Chamo-lhe «meu» mas estava na casa de Lisboa, à minha espera quando vinha de férias. Guardado dentro de uma caixa, num armário alto. Tinham de mo ler, e ouvi-o vezes sem conta, sem nunca me cansar da história. Tinha ilustrações belíssimas, algumas pintadas com purpurinas coloridas. Passava a ponta dos dedos sobre elas, em estado de maravilha. Era uma vez um um belo principe muito mau e uma bela princesa muito boa. Penso que eram italianos. Ele gostava da guerra, da caça, e entrava a cavalo nas igrejas. Chicoteava todos os que se lhe atravessavam no caminho. Encontrou-a assim, um dia, a rezar numa catedral. O sol iluminava os cabelos de oiro dela, atravessando um vitral precioso, que os meus olhos e o meu dedo indicador, cuidadosamente, seguiam na gravura. Ele amou-a desvairadamente. Ela respondeu-lhe com uma indiferença total. Só poderia vir a amá-lo, disse, se ele mudasse completamente. Ele mudou muito, mas ela não acreditou. Só acreditaria quando ele mudasse verdadeiramente. Ou seja, no coração.

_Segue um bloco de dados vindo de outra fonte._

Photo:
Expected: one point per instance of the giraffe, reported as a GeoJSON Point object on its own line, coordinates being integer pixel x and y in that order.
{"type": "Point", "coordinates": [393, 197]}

O principe pôs-se à disposição da lindíssima princesa: faria tudo o que fosse preciso para a convencer da sua mudança, tamanho era o amor que lhe tinha. Ela pediu-lhe, muito simplesmente, que fosse acender uma vela num lugar sagrado, e remoto - seria Jerusalém? - e transportar aquele fogo, sem nunca se apagar, até à catedral onde se tinham visto pela primeira vez e aí levá-lo até ao altar-mor. O principe achou que esta era a tarefa mais fácil do mundo, e não pensou duas vezes. Foi, acendeu a vela e regressou à sua pátria.
Mas aí é que a aventura se tornou emocionante. Para tomar conta daquele fogo, sofreu infinitamente. Não conseguia dormir, ou alimentar-se convenientemente, no sobressalto de deixar apagar a chama. A viagem durou muito tempo, e ele ficou magro, roto, e tornou-se alvo da chacota de todos. A história correu de boca em boca, e agora, sabendo-o vulnerável, e considerando-o louco, a chusma acompanhava-o, num alarido de escárnio, à saída e entrada das vilas e cidades e povoações. Do antigo principe arrogante e mau, restava apenas um pobre doido a proteger uma chama com a própria vida.
Quando finalmente chegou à sua cidade, dirigiu-se para a catedral, rodeado por uma multidão ululante e perigosa. Mendigos puxavam-lhe o manto e tentavam apagar a chama. Atiravam-lhe pedras. Insultavam-no. Em silêncio, uma mão nas rédeas do cavalo, exausto também ele, o principe acabou por chegar à igreja, sob a atoarda da multidão que agora o escarnecia aos gritos. Uma pedra acertou-lhe na fronte. Gotas de sangue escorreram-lhe pelo rosto. E ele sempre impávido.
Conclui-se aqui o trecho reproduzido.